Edexcel, OCR and AQA all have sections on their website that allow you and your students to download past papers and mark schemes. It’s also very much worth your time reading any examiners comments if they are available.
Use the Past Paper to Discover Areas of Improvement
As well as having a raw mark for an exam paper, further analysis can be done by assigning marks to different types of questions, which then identifies tangible areas for improvement which students can then spend more time brushing up on.
If you are short on time then you could break the questions down into a few different sections. This is up to you but my suggestions would be something along the lines of programming / pseudocode, computing theory and computing calculations.
If you have an abundance of time (yeah right!) then you could go further and map out each question a specific topic found in the qualification specification.

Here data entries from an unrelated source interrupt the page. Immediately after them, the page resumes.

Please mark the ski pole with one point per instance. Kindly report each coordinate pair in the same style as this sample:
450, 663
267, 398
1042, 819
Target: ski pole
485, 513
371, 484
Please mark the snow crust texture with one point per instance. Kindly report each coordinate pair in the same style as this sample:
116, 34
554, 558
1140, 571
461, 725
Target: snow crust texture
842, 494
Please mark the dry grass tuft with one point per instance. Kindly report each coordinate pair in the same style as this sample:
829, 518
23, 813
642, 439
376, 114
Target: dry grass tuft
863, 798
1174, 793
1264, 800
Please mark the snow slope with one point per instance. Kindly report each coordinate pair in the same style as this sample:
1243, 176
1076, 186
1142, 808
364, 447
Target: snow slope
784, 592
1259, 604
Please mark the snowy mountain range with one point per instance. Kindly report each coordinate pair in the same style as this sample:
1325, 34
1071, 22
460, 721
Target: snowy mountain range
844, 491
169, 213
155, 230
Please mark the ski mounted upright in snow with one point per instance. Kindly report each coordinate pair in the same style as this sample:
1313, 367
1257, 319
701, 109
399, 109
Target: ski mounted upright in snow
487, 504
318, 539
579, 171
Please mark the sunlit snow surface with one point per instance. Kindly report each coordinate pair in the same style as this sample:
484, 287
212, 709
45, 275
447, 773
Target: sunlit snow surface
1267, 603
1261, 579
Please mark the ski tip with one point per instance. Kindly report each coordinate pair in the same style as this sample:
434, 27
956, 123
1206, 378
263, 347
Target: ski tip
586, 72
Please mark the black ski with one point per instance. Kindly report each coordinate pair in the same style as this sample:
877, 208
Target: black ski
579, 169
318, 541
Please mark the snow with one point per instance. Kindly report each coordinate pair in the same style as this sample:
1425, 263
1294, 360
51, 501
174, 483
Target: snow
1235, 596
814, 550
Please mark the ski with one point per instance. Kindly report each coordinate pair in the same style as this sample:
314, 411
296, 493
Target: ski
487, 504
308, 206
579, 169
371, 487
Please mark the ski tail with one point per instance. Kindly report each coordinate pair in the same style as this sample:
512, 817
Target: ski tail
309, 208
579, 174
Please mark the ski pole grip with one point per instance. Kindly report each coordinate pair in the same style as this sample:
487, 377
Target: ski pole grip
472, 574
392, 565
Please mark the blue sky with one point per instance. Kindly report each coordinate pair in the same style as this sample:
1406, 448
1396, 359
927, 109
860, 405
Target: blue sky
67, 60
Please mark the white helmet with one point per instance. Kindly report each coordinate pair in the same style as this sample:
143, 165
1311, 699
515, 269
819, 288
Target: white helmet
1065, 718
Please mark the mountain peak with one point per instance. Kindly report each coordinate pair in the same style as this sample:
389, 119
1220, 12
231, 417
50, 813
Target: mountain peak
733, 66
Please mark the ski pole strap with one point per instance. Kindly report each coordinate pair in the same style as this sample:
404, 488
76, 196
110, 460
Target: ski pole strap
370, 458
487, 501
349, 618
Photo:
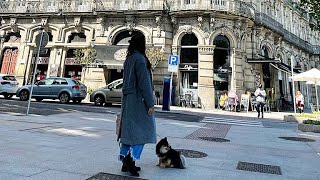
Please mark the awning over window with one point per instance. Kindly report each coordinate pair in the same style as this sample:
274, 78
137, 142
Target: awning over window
111, 57
285, 68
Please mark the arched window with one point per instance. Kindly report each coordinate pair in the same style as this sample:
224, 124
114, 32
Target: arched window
124, 37
77, 37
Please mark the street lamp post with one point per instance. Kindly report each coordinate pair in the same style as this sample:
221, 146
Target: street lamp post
2, 35
293, 89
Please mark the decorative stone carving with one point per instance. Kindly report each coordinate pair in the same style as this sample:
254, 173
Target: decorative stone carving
76, 21
102, 22
130, 23
44, 22
188, 29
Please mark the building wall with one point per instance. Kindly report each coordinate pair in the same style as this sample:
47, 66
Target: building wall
238, 21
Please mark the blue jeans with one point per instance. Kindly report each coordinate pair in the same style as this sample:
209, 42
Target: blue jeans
135, 150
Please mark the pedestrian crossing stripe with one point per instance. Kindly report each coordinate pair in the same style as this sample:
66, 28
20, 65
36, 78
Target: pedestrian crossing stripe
236, 122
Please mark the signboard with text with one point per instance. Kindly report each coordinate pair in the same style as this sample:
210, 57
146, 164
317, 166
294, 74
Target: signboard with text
173, 62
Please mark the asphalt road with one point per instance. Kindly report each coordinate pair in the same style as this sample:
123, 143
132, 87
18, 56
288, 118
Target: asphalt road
50, 107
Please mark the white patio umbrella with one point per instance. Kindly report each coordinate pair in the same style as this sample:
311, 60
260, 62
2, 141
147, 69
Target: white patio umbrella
310, 75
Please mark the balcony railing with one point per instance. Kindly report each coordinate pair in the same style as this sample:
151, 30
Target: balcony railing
269, 22
52, 6
233, 6
122, 5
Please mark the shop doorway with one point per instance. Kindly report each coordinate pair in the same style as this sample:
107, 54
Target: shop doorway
222, 65
188, 69
9, 61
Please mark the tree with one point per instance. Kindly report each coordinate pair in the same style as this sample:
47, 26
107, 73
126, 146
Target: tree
155, 56
312, 7
86, 57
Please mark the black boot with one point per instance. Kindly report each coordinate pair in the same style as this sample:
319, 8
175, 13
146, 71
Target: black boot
128, 165
124, 168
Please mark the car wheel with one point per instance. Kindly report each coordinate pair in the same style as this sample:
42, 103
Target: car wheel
24, 95
8, 96
77, 101
39, 99
99, 100
64, 97
108, 104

Once the question mapping has been done then you, or more conveniently your students, can then assign individual grades to each topic which can then be the focal point of revision.
Homework / Revision Materials Are Crucial
Presuming your student are now are aware of what areas need to be improved upon, the improving can begin!
It’s difficult to recommend anything better than by spending time revising from professional publications, often written from the qualification board themselves, and so here they are…
Half Term Week Could be the Difference Between Success and Failure
If you are planning on hosting half term sessions then ensure they are structured and each student has a clearly define goal which can be put to the test at the end of the session.
Your pupils may find it useful to have different question banks on pre-defined topics, for example all of the pseudocode questions from the past three years exams.
It may also be worth drilling into student that although you cannot by any means guarantee it, many exams are made up of questions (or slight variations and rewording of questions) from past papers. So if they can achieve the grade they want on each past paper from the past three years then they have given themselves a very good chance of getting that result on the fateful Wednesday.
Finally, as the teacher, drill down into your qualification boards exam papers and try to find common questions that appear in almost every past paper and assign some focus to it. Obviously there can be no promises between you and your pupils with this but it ensuring my students were excellent with their binary, denary and hexadecimal conversions has served me well of the years!